Yes I agree about the eyelid... But it's almost like her eyes are too small for her head...


----------



## summerdreamer71 (Jan 25, 2013)

She may have a neurological issue. My old Aussie had that same look about her. She had seisers all the time... I'd have her checked out.


----------



## ksalvagno (Oct 6, 2009)

If she is going to be an outside dog in the field, I would think it wouldn't be so bad to have another dog. I hope your husband changes his mind.


----------



## enchantedgoats (Jun 2, 2013)

oh. dont be mean i bet she has a great personality. rescued dogs seem to appreciate your home more than you will ever know.


----------



## lovemykidds (Dec 24, 2012)

She wasn't too greatful. 2 days later she dug out of the kennel and stuck by the house all day, next morning was gone and haven't heard back from her lol.
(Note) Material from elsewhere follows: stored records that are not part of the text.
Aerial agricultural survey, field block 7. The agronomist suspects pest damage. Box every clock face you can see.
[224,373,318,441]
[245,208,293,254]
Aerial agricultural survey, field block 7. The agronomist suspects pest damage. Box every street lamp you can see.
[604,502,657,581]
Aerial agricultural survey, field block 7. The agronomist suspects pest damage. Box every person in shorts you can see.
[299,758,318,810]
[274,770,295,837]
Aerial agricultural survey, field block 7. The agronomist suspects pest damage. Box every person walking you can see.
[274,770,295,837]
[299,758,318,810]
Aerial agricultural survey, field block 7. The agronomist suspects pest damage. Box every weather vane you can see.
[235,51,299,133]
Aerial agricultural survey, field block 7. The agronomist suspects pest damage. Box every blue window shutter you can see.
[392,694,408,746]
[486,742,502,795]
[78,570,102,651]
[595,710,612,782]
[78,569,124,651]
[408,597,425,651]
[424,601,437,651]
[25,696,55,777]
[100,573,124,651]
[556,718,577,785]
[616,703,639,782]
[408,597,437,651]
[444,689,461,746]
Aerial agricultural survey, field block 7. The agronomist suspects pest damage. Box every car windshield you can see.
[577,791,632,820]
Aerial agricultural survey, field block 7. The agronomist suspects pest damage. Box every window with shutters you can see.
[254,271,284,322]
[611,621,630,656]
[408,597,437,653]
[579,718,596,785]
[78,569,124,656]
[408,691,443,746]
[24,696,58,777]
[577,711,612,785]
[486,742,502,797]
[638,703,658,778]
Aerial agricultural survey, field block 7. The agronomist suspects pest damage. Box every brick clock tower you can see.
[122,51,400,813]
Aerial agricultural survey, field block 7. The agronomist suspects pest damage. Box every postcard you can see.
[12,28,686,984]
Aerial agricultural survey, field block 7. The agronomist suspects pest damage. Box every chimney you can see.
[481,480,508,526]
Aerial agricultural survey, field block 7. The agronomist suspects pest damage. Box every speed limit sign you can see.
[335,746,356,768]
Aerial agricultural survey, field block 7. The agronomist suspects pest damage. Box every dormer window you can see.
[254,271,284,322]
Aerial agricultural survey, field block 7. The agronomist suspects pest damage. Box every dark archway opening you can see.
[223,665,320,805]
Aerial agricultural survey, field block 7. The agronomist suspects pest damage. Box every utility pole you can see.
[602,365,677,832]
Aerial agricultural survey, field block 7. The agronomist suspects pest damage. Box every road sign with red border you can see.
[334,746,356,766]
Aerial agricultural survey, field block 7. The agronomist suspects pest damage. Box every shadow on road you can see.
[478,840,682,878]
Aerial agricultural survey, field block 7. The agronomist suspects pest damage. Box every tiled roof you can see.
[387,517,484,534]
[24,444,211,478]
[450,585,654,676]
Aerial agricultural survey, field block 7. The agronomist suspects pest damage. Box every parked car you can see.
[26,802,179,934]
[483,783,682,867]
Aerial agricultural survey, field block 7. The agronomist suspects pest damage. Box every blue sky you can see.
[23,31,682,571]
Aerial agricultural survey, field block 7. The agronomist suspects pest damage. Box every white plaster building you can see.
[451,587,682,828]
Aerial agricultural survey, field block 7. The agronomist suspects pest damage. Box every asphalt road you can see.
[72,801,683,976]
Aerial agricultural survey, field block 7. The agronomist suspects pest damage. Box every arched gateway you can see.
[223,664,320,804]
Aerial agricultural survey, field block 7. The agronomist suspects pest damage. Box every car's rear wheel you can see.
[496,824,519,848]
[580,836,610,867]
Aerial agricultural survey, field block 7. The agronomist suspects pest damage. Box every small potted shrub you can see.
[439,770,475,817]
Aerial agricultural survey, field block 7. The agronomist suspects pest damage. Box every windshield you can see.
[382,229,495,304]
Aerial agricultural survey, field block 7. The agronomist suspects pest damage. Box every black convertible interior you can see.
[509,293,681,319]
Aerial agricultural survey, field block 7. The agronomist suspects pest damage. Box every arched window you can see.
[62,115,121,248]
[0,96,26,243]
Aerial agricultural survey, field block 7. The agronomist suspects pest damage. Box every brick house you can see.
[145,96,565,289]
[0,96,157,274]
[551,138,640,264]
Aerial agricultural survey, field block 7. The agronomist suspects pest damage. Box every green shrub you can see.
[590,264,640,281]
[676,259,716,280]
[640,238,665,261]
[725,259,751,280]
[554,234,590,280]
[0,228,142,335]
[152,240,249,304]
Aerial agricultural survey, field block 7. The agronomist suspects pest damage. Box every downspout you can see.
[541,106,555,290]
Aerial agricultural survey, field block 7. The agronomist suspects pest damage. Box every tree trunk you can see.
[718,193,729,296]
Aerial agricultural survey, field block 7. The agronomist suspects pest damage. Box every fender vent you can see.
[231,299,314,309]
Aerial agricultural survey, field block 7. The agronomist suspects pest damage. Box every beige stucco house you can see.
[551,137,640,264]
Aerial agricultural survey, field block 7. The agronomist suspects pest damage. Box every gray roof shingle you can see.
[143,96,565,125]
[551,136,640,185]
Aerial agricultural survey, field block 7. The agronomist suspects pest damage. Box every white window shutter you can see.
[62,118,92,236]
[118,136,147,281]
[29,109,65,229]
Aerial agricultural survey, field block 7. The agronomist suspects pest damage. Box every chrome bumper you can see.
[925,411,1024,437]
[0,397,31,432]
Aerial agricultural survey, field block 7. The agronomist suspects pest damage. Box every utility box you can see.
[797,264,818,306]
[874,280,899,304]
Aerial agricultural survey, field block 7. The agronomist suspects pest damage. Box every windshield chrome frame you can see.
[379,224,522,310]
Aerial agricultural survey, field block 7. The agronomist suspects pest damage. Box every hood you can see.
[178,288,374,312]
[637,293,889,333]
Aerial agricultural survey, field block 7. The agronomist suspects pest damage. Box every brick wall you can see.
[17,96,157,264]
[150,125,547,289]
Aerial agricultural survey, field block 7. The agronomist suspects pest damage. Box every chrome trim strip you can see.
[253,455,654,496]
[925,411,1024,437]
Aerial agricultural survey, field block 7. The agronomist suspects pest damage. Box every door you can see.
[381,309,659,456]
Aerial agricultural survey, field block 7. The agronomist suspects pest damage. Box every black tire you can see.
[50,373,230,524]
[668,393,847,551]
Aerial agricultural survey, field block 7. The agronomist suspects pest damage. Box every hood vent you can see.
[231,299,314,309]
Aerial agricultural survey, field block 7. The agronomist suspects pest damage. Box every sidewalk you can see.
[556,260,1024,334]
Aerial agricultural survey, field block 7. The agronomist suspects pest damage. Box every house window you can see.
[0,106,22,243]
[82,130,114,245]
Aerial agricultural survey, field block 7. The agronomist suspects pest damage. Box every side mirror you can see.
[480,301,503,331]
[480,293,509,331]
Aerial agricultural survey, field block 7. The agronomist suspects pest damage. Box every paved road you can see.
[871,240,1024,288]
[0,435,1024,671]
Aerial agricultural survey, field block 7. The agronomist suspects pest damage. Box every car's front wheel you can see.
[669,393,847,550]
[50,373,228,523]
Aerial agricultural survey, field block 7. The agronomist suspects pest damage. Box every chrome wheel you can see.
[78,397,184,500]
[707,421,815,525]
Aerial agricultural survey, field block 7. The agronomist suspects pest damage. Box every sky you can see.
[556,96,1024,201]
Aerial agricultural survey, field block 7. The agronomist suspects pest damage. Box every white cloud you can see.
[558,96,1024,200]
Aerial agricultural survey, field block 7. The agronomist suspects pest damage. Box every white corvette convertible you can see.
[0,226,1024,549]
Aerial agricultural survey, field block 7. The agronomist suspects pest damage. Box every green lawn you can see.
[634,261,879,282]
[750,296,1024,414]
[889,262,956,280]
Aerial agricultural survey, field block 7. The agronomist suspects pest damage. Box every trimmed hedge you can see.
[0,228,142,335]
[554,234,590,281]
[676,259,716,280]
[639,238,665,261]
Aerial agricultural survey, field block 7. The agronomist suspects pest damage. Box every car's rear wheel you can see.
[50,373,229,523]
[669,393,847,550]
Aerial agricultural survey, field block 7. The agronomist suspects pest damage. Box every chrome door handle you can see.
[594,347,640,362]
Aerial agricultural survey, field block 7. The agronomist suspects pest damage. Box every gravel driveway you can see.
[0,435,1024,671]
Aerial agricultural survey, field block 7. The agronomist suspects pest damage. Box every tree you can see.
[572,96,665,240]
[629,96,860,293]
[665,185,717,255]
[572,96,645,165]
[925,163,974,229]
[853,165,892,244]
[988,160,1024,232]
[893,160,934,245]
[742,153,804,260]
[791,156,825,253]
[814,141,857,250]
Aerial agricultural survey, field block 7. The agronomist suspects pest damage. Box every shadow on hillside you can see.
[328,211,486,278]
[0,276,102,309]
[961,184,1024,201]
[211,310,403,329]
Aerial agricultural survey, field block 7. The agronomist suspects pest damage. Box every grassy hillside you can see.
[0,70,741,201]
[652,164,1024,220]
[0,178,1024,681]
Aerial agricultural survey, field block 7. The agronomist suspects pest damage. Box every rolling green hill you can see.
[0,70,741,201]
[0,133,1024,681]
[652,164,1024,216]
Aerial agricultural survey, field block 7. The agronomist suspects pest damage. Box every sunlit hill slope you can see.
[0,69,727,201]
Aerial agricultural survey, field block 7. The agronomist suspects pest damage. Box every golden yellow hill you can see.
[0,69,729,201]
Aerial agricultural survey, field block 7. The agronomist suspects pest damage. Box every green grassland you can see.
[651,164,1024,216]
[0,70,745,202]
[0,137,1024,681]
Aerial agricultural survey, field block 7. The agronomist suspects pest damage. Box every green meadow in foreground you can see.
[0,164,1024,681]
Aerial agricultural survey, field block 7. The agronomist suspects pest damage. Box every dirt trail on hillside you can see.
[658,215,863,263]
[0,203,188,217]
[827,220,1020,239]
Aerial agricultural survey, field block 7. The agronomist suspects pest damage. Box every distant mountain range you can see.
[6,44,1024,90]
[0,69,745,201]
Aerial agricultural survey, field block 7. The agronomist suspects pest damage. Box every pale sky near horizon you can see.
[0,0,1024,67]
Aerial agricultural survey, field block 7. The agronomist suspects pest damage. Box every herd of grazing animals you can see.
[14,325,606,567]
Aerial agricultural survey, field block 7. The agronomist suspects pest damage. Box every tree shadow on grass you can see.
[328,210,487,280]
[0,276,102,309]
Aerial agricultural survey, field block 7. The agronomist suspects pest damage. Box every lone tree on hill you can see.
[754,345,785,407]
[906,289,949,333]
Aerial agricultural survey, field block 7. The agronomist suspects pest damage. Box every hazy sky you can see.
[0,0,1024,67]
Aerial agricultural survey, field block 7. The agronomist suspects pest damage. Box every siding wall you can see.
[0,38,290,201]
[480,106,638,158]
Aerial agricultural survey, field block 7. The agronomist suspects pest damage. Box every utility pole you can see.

Pyranese.


----------



## Chesawmomma (Sep 28, 2009)

It that her third eye lid in the corners or the whites of her actual eyes? if it is the third eye lid then there's things you can do about it...ask your vet.

I think she's pretty!


----------



## lovemykidds (Dec 24, 2012)

Chesawmomma said:


> It that her third eye lid in the corners or the whites of her actual eyes? if it is the third eye lid then there's things you can do about it...ask your vet.
> 
> I think she's pretty!


Most of it is the whites of her eye...


----------